The deal, negotiated by Republican House Majority Leader Eric Cantor and Democratic House Minority Whip Steny Hoyer came just weeks before the bank's temporary charter was set to expire.
The nearly 80-year-old government bank provides direct loans and credit guarantees to help US exporters make sales in overseas markets that private lenders consider too risky. Boeing is the bank's biggest customer and many other US manufacturers also rely on its services.
Bank officials have warned that without a rise in the ceiling, they could soon reach the current lending cap of USD$100 billion, forcing them to stop supporting US exports.
Efforts to renew the Export-Import Bank's charter, which expires at the end of May, had run into objections from conservative Republicans, who say it is unnecessary government interference in the market. Delta Air Lines had raised concerns, saying it had been hurt by low-interest Exim Bank loans to foreign carriers.
The Senate must also approve reauthorisation, but the House agreement increases the chances a bill will be on President Barack Obama's desk before the bank's charter expires.
Last year, the Senate Banking Committee unanimously passed an alternative bill, which was supported by the Obama administration and would have reauthorised the bank for four years while raising the lending cap to USD$140 billion in one step.
Republicans and business groups praised the House deal.
"Action on this agreement is necessary to promote American exports and remove a threat to the creation of American jobs," Republican Speaker of the House John Boehner said in a statement urging all House members to support the package.
The National Association of Manufacturers, which has backed reauthorisation in the past, said the move would boost job growth.
"Leaders on both sides of the political aisle came together today to prevent the unilateral economic disarmament of the United States on the issue of export financing," the group said.
The Chamber of Commerce and the Business Roundtable also issued statements praising the deal.
The bill, in a nod to Delta's demands, directs the US Treasury Department to initiate and pursue multilateral negotiations for the purpose of reducing and then eliminating government export subsidies for aircraft and ultimately ending all government export subsidies.
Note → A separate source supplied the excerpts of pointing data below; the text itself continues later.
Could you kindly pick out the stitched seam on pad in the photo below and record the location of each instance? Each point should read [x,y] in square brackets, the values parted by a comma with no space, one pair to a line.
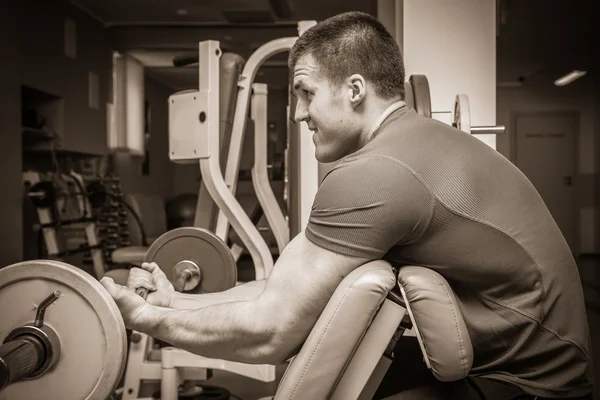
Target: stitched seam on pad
[460,339]
[487,223]
[309,361]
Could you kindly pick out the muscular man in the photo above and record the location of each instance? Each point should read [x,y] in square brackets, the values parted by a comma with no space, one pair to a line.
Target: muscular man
[410,190]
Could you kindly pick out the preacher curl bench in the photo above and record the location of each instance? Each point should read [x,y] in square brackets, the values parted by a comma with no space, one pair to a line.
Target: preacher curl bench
[63,336]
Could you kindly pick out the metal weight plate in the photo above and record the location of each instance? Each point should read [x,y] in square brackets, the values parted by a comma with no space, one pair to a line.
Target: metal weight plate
[84,317]
[462,114]
[190,247]
[422,95]
[409,97]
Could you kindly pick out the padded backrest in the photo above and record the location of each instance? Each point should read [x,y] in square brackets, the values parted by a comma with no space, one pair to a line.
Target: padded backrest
[231,66]
[150,208]
[316,369]
[437,322]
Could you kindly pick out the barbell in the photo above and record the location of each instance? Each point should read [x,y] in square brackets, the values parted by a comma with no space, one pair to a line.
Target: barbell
[418,96]
[62,334]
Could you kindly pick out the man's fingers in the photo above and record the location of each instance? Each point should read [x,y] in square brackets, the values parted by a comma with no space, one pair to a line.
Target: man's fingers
[150,267]
[140,278]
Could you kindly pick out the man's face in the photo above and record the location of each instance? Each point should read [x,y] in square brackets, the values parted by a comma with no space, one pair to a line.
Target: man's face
[326,110]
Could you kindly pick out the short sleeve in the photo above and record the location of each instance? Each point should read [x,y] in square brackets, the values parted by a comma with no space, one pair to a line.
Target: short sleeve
[366,206]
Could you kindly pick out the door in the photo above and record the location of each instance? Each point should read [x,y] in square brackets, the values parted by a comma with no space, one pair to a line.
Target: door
[545,152]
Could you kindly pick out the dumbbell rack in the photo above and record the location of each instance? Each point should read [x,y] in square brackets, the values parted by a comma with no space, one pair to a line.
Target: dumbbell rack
[111,217]
[49,226]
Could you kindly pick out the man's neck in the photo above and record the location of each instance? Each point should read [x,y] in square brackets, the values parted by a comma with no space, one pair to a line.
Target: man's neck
[377,112]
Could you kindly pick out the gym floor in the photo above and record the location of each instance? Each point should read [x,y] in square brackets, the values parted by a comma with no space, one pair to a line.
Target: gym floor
[243,388]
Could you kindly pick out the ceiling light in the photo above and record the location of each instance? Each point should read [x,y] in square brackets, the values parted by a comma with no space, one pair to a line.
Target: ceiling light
[570,77]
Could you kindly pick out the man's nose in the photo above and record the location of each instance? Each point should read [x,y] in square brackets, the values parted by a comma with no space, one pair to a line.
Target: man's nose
[301,112]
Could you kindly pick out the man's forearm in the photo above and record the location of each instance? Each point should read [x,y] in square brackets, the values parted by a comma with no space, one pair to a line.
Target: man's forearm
[234,331]
[246,291]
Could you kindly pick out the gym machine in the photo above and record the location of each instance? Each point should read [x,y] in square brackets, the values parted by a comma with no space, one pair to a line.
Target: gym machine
[53,313]
[208,267]
[418,97]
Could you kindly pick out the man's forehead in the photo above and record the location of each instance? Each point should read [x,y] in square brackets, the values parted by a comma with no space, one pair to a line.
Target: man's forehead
[306,65]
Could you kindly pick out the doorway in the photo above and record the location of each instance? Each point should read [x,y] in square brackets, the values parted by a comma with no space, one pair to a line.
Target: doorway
[544,148]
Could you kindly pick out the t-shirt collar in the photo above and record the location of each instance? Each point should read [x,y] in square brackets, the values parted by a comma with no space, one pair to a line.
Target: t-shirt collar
[388,111]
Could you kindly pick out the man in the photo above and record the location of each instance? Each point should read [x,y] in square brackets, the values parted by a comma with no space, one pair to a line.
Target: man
[410,190]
It requires the Treasury secretary to report annually on progress in those talks until export subsidies are eliminated.
The bill also requires the bank to give interested parties the opportunity to comment on any transaction over USD$100 million in a bid to ensure US companies are not put at a competitive disadvantage by a particular sale. Delta complained it has been hurt by the bank's lending to some foreign carriers such as Air India.